I’m new to XML parsing and am using elementtree to parse
a very simple xml file that is similar to the one below:
<groceries>
<category name=”fruit”>
<item name=”apple” number=”8”/>
<item name=”banana” number=”12”/>
</cagetory>
<category name=”frozen”>
<item name=”icecream” flavor=”chocolate”
number=”1”/>
<item name=”pizza” make=”tombstone”
type=”cheese” number=”3”/>
</category>
</groceries>
Basically I am just trying to parse out the values
and do something with them in my program. I’d like to define what the “correct”
syntax for this file is and have it checked automatically. For example, in
this simple example I’d like to check that only a single type of
subelement is allowed under <groceries>, namely <category> And
that a only a single type of sublement is allowed under <cagetory>,
namely <item>. Further, I’d like to check that <item> can
have the attributes ‘name’ and ‘number’, but no
others.
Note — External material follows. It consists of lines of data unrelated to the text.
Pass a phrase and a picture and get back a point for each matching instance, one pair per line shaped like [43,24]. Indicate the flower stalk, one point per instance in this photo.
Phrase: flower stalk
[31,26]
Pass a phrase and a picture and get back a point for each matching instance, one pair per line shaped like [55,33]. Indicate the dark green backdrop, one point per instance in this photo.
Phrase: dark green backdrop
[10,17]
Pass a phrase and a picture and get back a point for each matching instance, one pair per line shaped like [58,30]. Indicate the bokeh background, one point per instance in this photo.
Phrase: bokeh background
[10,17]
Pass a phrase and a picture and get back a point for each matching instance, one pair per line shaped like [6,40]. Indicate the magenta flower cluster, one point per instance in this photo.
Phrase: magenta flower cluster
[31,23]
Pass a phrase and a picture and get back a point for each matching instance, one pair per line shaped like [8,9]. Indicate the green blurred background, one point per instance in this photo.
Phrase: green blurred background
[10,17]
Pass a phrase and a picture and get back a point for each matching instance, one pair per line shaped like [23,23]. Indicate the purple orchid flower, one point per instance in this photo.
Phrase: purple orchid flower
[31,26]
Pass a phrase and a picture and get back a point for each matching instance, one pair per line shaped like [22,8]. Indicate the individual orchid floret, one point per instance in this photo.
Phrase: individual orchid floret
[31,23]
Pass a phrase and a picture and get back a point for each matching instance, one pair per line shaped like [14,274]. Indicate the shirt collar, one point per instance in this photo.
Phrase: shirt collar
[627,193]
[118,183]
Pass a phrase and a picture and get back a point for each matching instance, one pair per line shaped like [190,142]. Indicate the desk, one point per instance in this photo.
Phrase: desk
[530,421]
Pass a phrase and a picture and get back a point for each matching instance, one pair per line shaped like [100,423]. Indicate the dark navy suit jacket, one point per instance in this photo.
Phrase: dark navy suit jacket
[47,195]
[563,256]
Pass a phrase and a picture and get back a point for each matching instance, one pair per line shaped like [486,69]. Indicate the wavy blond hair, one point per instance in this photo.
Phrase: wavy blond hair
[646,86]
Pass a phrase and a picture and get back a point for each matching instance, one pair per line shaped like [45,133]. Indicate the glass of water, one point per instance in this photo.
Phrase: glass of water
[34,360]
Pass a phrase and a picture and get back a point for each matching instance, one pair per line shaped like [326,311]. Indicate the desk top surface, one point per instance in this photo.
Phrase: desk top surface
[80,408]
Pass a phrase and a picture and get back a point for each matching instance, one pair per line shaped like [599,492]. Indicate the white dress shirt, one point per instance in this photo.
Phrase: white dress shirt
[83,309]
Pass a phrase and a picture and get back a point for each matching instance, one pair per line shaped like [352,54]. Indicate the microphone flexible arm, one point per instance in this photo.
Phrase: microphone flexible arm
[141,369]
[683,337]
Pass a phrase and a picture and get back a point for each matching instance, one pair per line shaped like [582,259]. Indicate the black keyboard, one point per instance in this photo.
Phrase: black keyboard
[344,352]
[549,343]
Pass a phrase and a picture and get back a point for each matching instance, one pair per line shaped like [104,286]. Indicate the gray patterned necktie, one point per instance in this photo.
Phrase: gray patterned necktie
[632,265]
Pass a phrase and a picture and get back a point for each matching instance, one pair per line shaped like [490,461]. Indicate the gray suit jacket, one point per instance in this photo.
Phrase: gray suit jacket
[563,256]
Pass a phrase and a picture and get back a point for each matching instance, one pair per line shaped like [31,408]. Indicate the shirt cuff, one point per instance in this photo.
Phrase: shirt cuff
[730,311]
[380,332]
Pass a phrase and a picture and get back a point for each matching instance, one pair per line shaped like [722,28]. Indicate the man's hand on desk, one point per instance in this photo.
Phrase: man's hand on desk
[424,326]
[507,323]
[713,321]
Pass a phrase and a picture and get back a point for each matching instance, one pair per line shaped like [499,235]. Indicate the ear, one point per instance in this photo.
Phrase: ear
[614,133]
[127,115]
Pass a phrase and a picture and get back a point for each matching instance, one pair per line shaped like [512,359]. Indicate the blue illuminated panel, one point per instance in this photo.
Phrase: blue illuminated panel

Etc, etc.
Right now I am using elementtree to check this
within my program. IE, I traverse the tree and make sure the xml meets the
specifications. Based on my reading, it seems that I can use a DTD or scheme
to define the “grammar” of my xml, but I can’t figure out how
to actually set this up. It seems like I should just be able to specify my DTD
or Schema and then call ElementTree’s parse method and Elementtre should
just give me errors if the xml doesn’t conform to the rules. Maybe
Elementtree just doesn’t support this? I see some doc that says lxml
supports schema’s, will lxml do this for me?
What are other folks doing to deal with this? It
seems like such an obvious need, yet when I google I don’t find anything
pointing me to a simple solution.
Thanks!
Margie